Gelir dağılımındaki adaletsizlik veya eşitsizlikler, uzun yıllardan beri ülkelerin ve dünya ekonomisinin karşı karşıya bulunduğu en önemli tehditlerin başında geliyor. Son dönemlerde yaşanan gelişmeler gelir dağılımındaki adaletsizliği daha da artırıyor. Bu da ekonomik büyümeyi olumsuz etkilediği gibi dünya barışını da tehdit ediyor. OECD verilerine göre ülkelerde nüfusun en zengin yüzde 10’u, nüfusun en fakir yüzde 10’undan yaklaşık 10 kat daha fazla kazanıyor. Bu oran 1980’lerde yaklaşık yüzde 7, 1990’larda yaklaşık yüzde 8, 2000’lerde ise yaklaşık yüzde 9’du. Bu da her 10 yılda bir dünya nüfusunun en zengin ile en fakir grubu arasındaki kazanç farkının yüzde 1 büyüdüğünü gösteriyor. Dünyada gelir dağılımının en adil olduğu ülkeler Kuzey Avrupa ülkeleri. Türkiye gelir dağılımındaki adaletsizlik listesinde aşama kaydetse de halen ilk sıralarda yer alıyor. Türkiye’de en zengin yüzde 10’luk kesim ile en yoksul yüzde 10 arasındaki gelir uçurumu tam 12.6 kat.
CİNSİYET AYRIMCILIĞI GELİR ADALETSİZLİĞİNİ ARTIRIYOR
Eğitim alanındaki eşitsizlikler, fırsat eşitsizlikleri, artan uluslararası ticaret nedeniyle kalifiye işgücüne olan talebin artması, bu nedenle kalifiye ve kalifiye olmayan çalışanlar arasındaki ücret farkının büyümesi, cinsiyet ayrımcılığı, geçici işçilik ve yarı zamanlı çalışmaların artması gibi hususlar gelir adaletsizliğini artırıyor.
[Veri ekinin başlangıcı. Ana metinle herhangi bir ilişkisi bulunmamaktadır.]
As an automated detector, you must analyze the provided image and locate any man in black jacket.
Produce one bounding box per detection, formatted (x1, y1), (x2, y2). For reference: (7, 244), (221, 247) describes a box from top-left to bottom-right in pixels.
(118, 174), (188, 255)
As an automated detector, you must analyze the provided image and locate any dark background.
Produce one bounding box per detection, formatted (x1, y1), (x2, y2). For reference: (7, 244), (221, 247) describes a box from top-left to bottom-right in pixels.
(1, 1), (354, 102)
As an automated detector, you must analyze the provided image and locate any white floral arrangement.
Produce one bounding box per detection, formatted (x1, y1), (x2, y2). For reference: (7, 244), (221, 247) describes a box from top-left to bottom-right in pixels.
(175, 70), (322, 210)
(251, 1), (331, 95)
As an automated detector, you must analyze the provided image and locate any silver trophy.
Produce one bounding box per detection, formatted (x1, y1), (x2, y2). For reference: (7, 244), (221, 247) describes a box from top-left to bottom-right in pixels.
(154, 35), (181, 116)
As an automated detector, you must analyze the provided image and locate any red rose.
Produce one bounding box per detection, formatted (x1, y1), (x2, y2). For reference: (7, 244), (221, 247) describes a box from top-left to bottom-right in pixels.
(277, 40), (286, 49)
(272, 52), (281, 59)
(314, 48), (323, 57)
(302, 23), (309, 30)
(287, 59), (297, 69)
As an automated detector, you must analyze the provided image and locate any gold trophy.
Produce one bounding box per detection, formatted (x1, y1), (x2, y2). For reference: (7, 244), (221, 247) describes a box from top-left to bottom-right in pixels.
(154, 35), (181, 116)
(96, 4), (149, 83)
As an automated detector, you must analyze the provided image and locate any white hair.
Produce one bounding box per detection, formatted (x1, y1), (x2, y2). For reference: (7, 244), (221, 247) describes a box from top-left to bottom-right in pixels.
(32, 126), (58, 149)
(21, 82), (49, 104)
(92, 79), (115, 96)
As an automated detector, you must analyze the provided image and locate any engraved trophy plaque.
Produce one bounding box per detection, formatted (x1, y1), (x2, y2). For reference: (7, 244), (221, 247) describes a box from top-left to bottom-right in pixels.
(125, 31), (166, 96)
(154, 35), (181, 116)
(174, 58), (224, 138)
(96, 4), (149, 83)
Kriz dönemlerinde azalan kamu harcamaları, sosyal harcamalarda yapılan kesintiler ve artan işsizlik de gelir adaletsizliğinin en önemli nedenleri arasında. 2008 yılından beri boyutları değişerek yaşanan ve halen etkileri süren ekonomik kriz nedeniyle dünyada bir çok insan işsiz kaldı. Bu durum gelir dağılımındaki adaletsizliği daha da bozdu. Gelir dağılımının bozulduğu yerlerde toplumsal barış yara alıyor ve toplum kesimleri arasında çalışmalar artıyor. Kişilerin eğitim fırsatları azalıyor, kişiler becerilerini geliştirme fırsatı bulamıyor. Bu da gelir adaletsizliğini artıyor ve sınıflar arasındaki değişim olasılığını düşürüyor.
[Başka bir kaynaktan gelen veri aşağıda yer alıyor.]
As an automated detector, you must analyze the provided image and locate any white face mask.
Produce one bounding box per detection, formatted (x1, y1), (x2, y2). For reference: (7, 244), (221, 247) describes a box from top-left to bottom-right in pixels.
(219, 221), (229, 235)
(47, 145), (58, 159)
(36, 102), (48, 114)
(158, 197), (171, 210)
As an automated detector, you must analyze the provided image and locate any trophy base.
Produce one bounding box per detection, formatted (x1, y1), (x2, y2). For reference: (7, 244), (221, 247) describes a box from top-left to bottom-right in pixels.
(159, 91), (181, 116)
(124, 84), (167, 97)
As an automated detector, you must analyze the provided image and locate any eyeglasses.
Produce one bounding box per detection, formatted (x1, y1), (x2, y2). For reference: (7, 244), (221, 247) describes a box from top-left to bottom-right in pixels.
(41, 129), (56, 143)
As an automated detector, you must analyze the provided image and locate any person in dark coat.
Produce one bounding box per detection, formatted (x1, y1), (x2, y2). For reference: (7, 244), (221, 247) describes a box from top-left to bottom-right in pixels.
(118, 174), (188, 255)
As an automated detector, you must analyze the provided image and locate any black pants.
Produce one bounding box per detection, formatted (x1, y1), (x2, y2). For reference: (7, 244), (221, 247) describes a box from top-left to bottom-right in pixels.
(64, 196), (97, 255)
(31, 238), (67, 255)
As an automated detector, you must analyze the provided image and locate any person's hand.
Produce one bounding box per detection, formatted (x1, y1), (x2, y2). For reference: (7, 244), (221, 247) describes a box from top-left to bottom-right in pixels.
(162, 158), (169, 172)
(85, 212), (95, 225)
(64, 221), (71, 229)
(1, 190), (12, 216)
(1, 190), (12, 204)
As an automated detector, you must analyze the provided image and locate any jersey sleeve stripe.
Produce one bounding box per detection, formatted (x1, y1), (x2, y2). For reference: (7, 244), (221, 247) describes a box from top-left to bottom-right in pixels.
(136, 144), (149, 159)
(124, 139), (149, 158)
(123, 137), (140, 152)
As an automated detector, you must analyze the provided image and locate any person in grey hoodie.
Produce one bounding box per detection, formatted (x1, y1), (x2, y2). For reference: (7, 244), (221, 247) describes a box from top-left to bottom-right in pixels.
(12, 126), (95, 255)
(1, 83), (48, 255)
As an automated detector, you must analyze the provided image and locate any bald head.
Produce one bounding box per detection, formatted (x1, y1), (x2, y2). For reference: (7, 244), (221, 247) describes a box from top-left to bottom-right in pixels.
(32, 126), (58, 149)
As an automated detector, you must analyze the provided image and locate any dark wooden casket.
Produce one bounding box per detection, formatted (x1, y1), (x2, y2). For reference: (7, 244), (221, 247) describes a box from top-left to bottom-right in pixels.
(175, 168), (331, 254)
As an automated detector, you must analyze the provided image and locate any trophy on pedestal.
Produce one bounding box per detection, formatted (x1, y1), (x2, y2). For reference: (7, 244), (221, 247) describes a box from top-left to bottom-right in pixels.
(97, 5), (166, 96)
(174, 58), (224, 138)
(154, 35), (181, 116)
GELİR DAĞILIMINDAKİ ADALETSİZLİK TERÖRİZME ZEMİN OLUŞTURUYOR
Son dönemlerde tüm dünyada artan terörizmin temel nedenlerinden birisinin de gelir dağılımındaki adaletsizlik olduğunu ifade etmek yanlış olmayacak. Dünyadaki zenginliklerin büyük bir kısmının belirli ülkelerde toplanması, geri kalan ülkelerin çok küçük bir pay alması, fakirlik, geleceğe yönelik umutsuzluk gibi olumsuzluklar terörist faaliyetlerin gelişmesi için uygun bir zemin hazırlıyor. Dünyadaki gelir dağılımı adaletsizliğini kendi adalet sistemleriye değiştirmeye çalışan bireyler ve örgütler ortaya çıkıyor. Dünya ekonomisi ve barışına bu kadar olumsuz etkilerde bulunan gelir dağılımındaki adaletsizliğin azaltılması, ülkelerin ve dünyanın önündeki en önemli gündem maddelerinin başında gelmesi gerekiyor. Fakat aynı zamanda çözülmesi en zor konulardan birisi olan bu konuya yeteri kadar önem verildiğini ifade etmek maalesef değil.
GELİR DAĞILIMINDA ADALET SAĞLAMAK ÖNCELİKLİ HEDEF OLMALI
Ekonomi politikaları genelde kişi başına düşen ortalama geliri yükseltmeyi hedefler. Fakat ülkedeki toplam gelirin nüfusun az bir kesiminin elinde yoğunlaşması yerine geniş bir kesime adil bir şekilde dağıtılması bundan daha fazla önem taşıyor. Bir ekonomide yaratılan gelirin ülke nüfusu arasında adaletli dağıtılması, vergilerin adaletli alınması, geliri düşük olandan daha az, geliri yüksek olandan daha fazla vergi alınması, alınan vergilerin istihdam yaratan alanlara kanalize edilmesi, yeni istihdam olanaklarının geliştirilmesi, iş ve çalışma alanındaki düzenlemelerin uluslararası çalışma örgütünün kurallarına uygun yapılması, dünyada halen önemli bir sorun olan cinsiyet ayrımcılığının azaltılması gibi konular gelir eşitsizliğinin azaltılabilmesi için önem taşıyor. Gelir dağılımında adalet, ülkelerdeki ve dünyadaki istikrar için hayati önem taşıyor. Gelir eşitsizliğinin azaltılabilmesi için OECD gibi uluslararası kuruluşlara ve ulusal hükümetlere büyük sorumluluk düşüyor. Gelir eşitsizliğini azaltabilen ülkeler daha fazla büyüyebiliyor. Bu nedenle kişi başına düşen geliri artırmanın yanı sıra elde edilen bu gelirin geniş bir kesime ve adaletli bir şekilde dağıtılmasına yönelik tutarlı politika ve uygulamalar geliştirilmesi gerekiyor.